Over the course of the 20th century, the number of magazines published in the United States went from approximately 5,500 to well over 18,000, an increase that outstripped population growth by a considerable margin. Magazines appeared on almost every conceivable topic and for almost every conceivable demographic. Black Americans were no exception, with numerous magazines developing in the second half of the century to cater specifically to their interests.

The first Black-run periodical in the United States was Freedom’s Journal, a New York City-based paper founded in 1827 by John B. Russworm and Samuel E. Cornish. It lasted only two years, with its last issue dated October 9, 1829. Since its abolitionist beginnings, the Black press has expanded to touch on all aspects of life. Particularly since the founding and success of the Johnson Publishing Company in 1942, magazines with a special focus on Black news, achievements, and culture have become much more widespread. The Johnson Publishing Company demonstrated that there was a large market for magazines among Black Americans and became the yardstick against which other Black magazines measured themselves.

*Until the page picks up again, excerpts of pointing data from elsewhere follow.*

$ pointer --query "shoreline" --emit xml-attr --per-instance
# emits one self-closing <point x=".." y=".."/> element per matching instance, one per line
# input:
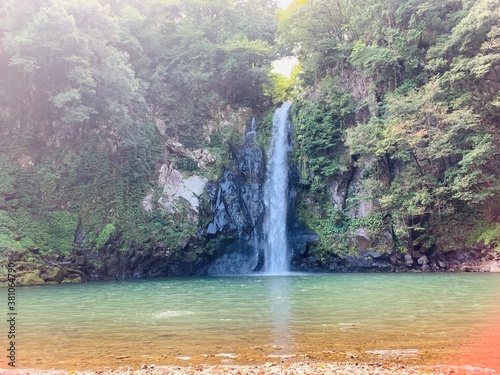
<point x="274" y="368"/>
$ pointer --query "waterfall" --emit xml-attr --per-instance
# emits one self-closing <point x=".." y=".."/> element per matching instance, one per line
<point x="276" y="195"/>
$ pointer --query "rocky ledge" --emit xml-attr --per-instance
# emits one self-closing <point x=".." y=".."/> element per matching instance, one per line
<point x="464" y="260"/>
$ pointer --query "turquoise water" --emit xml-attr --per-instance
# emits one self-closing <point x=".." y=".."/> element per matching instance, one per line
<point x="407" y="317"/>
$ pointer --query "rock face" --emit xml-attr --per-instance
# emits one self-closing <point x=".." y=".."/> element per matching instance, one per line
<point x="176" y="186"/>
<point x="464" y="260"/>
<point x="237" y="211"/>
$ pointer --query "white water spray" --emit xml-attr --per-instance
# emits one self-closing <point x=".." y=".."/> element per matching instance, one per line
<point x="276" y="195"/>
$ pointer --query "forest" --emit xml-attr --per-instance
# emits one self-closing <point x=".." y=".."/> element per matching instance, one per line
<point x="96" y="94"/>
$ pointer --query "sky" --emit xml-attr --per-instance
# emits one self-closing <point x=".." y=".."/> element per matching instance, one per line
<point x="284" y="3"/>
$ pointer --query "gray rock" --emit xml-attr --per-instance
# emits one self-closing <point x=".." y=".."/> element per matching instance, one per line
<point x="408" y="260"/>
<point x="423" y="260"/>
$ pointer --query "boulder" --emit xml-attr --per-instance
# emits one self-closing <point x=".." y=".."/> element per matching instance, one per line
<point x="54" y="274"/>
<point x="29" y="279"/>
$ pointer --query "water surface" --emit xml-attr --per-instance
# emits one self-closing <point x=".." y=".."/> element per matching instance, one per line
<point x="407" y="318"/>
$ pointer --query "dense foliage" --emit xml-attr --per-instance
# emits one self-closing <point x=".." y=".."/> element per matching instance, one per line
<point x="83" y="84"/>
<point x="411" y="89"/>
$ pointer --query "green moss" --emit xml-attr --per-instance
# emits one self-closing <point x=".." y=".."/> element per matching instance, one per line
<point x="105" y="235"/>
<point x="491" y="236"/>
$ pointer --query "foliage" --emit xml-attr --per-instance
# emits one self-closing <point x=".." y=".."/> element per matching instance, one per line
<point x="105" y="235"/>
<point x="83" y="84"/>
<point x="492" y="237"/>
<point x="319" y="127"/>
<point x="422" y="80"/>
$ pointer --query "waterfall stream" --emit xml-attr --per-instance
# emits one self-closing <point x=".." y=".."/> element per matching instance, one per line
<point x="276" y="195"/>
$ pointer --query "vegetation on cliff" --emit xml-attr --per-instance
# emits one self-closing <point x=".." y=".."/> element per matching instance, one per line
<point x="89" y="93"/>
<point x="406" y="93"/>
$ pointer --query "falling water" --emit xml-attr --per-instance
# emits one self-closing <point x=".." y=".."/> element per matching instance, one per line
<point x="276" y="195"/>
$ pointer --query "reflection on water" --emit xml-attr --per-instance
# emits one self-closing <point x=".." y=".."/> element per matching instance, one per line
<point x="410" y="318"/>
<point x="280" y="310"/>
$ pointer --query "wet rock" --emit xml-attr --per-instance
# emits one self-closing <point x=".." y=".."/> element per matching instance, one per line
<point x="423" y="260"/>
<point x="300" y="238"/>
<point x="408" y="260"/>
<point x="30" y="278"/>
<point x="54" y="274"/>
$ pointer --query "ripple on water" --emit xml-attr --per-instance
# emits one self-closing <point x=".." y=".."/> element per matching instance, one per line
<point x="172" y="314"/>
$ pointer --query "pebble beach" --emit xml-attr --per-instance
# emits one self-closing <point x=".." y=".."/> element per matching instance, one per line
<point x="297" y="368"/>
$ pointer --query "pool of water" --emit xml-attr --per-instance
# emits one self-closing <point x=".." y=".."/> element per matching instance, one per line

This exhibit showcases a tiny number of the magazines printed by and for Black people in the United States. The magazines on display are drawn from the Samir Husni Magazine Collection, which was donated to Special Collections in late 2022. The collection contains magazines on everything from arts & antiques to women’s health, with a particular focus on American magazines from 1985 onwards but also with strengths in magazines as early as the 1800s.